For the agency, that meant realigning what craft meant to production, as content was created without being able to shoot anything. A Skoda ad scheduled to be shot in Italy was recreated in CGI while Avener reveals that the lockdown has meant a heightened reliance on specialist partners. But, she believes, creativity has prevailed.

“If you put creativity front and centre then it means that you can solve problems and it means that you can adapt and change when you need to,” she explains. “Because ultimately that’s what creativity is; it’s finding interesting solutions to problems.” Avener wants to see “a recommitment to creativity,” that will hopefully be the future. In a way, she says, “that is a return to what agencies have always supposed to be about.”

More good days at work

One of the more successful workshops run by the agency during lockdown was called More Good Days at Work. It brought together different departments and then the agency as a whole to reveal and brainstorm around what was causing people stress under lockdown both personal and professional. The agency pulled together a series of themes that people were really struggling with and spent a few hours as an agency, “coming up with different ways to mitigate some of those stresses,” she explains.

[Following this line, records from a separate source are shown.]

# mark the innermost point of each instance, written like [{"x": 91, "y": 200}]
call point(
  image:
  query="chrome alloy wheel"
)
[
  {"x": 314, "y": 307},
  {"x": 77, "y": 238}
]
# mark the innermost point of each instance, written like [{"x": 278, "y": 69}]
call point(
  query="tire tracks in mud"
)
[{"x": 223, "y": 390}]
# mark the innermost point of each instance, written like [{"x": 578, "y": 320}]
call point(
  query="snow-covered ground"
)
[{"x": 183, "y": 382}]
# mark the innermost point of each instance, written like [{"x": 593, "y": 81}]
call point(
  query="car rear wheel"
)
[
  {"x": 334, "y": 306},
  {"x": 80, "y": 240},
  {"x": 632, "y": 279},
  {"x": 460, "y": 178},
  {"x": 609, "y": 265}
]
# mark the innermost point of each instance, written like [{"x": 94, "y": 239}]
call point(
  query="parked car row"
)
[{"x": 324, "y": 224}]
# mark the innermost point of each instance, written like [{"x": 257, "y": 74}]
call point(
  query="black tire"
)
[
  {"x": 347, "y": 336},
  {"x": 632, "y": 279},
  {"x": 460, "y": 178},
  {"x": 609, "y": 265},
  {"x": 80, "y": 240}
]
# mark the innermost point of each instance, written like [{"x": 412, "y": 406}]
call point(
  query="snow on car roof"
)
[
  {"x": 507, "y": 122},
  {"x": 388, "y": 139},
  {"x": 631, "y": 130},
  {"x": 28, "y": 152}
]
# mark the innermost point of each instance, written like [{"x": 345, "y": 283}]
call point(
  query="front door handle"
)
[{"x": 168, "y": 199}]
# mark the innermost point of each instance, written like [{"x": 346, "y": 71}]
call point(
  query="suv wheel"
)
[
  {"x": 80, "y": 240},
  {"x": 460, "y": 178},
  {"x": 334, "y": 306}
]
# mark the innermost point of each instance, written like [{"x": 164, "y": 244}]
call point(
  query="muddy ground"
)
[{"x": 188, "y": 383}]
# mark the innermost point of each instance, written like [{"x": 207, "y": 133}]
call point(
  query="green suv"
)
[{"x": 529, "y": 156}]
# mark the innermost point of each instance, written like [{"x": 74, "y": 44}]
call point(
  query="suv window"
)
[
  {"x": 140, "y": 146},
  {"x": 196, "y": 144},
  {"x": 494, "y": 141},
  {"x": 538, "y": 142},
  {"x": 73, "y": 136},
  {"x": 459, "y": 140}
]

“It’s really brought to the fore how important looking after your people is. Pre-lockdown, people turned up for work and you didn’t think twice about where they’d come from, how they’d got there, what was going on at home,” explains Avener. But now that we’ve peered inside people’s homes, met their children and their pets, all of a sudden, the life that exists outside of work is thrown together with work. It has, she believes, made her realise how important it is as a leadership team to recognise this.

“People have got lives going on around work and, just taking the time and the care to make sure that people are happy and healthy in all aspects of their life,” she says, is how “you get more out of people.”

She has introduced an agency wide Walk and Talk scheme that encourages people to step away from their desks for one on one phone calls, to simply change the environment. She reveals that this has been a blessing for her as she’s struggled with feelings of cabin fever throughout lockdown.

“In a way we’ve all opened up to each other. We’ve shown our vulnerabilities,” she says. It’s a way of working that she hopes will continue moving forwards. “When people feel like they belong somewhere and they feel they can bring their whole selves to work, that’s when the culture becomes really rich and strong.”

It’s a lesson in holding onto and developing a company culture that supports each of its members in turn. That champions the life lived outside of work whilst encouraging people to find a structure that works for them when they are there. It’s an attitude that only looks set to continue for Avener post-lockdown as the industry slowly returns to some semblance of pre-pandemic normality.